People usually are pretty good at estimating their hardware needs but uniformly think they need far less support than they really do. That’s because all we need is for someone to set up the username and password, and then everything runs just fine. Disks never crash, computers never self-destruct in the middle of the project, and software that used to work never ever just stops working for some unknown reason. Going forward, each proposal will be reviewed not only by our Finance Team and Proposal Coordinators but also by the Director to ensure adequate resources have been included in each proposal budget.

How to Proceed

  1. While we are fully aware of the law of proposal deadlines (it states that no proposal shall ever be done until the very last second), we would really like all PIs to submit Proposal Notification Forms (http://129.82.108.250/forms/proposal_notification/) to the Proposal Coordinators at least two weeks before the proposal is due. This ensures better results as our Coordinators keep up with the ever-increasing volume of activity and the growing list of required elements for each submission.
  2. Include infrastructure charges of $224/mo per person for all personnel located in Fort Collins.

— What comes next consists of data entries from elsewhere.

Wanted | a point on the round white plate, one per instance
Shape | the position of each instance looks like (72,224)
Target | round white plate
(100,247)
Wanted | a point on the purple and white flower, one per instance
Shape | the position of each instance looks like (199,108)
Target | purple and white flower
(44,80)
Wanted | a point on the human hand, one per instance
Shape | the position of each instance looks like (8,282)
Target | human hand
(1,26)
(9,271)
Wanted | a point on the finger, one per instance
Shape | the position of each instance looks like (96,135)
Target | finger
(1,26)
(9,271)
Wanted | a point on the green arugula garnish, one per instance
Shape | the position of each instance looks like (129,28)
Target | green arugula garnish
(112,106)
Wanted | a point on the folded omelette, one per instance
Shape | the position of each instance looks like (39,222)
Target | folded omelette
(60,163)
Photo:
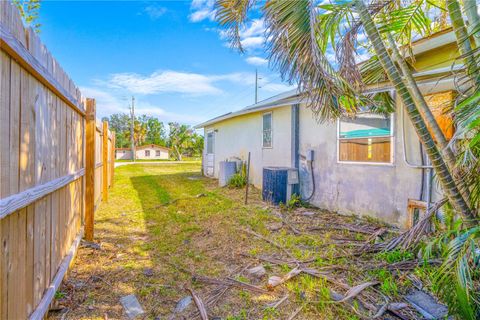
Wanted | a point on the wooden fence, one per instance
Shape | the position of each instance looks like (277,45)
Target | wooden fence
(44,160)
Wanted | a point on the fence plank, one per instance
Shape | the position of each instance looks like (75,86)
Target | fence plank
(90,169)
(29,271)
(17,201)
(105,161)
(5,126)
(49,294)
(14,48)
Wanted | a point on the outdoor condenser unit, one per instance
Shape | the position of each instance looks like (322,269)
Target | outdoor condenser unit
(226,171)
(278,184)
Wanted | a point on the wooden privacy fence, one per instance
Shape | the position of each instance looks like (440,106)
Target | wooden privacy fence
(45,176)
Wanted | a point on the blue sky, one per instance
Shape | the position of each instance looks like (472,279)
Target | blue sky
(170,55)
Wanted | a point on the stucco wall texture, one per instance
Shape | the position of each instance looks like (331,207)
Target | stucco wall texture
(377,190)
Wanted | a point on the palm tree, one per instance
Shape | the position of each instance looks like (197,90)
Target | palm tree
(298,35)
(296,46)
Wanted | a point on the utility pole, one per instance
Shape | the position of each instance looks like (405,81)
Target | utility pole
(256,85)
(132,139)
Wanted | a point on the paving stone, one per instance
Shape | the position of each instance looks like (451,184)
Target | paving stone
(182,304)
(132,306)
(427,305)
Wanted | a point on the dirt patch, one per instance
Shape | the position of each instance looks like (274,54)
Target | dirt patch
(163,232)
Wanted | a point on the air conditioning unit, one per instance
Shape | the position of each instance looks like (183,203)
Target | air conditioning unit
(226,171)
(278,184)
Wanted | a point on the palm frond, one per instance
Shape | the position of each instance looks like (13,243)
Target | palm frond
(232,15)
(294,49)
(407,21)
(454,278)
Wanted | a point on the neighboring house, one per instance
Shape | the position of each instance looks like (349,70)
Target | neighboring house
(150,151)
(367,165)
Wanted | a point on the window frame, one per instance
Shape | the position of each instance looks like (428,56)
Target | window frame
(271,130)
(391,163)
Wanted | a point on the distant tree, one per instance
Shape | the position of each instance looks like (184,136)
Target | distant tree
(179,139)
(155,132)
(139,131)
(120,123)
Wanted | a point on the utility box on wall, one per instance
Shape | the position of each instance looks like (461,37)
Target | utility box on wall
(227,170)
(278,184)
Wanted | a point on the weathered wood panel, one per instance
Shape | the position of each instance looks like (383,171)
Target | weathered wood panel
(42,170)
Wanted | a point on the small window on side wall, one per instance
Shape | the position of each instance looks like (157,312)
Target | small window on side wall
(366,138)
(267,130)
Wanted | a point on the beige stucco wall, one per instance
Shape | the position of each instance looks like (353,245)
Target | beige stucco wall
(126,155)
(237,136)
(377,190)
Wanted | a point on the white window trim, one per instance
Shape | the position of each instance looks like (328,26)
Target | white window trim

  3. Look at your project specific computing needs in terms of both hard- and software. 10% of the total cost is roughly average if you think you have a proposal with average computing requirements but increase or decrease as warranted by proposals. Please send me a little note very early if you plan to deviate significantly (up or down).
  4. If you would like the RA support to come from the central RA pool, please use a rate of $85,875 for salary to represent the average of the salaries.
  5. Projects that are already funded will continue to use the old system of rates until they are concluded.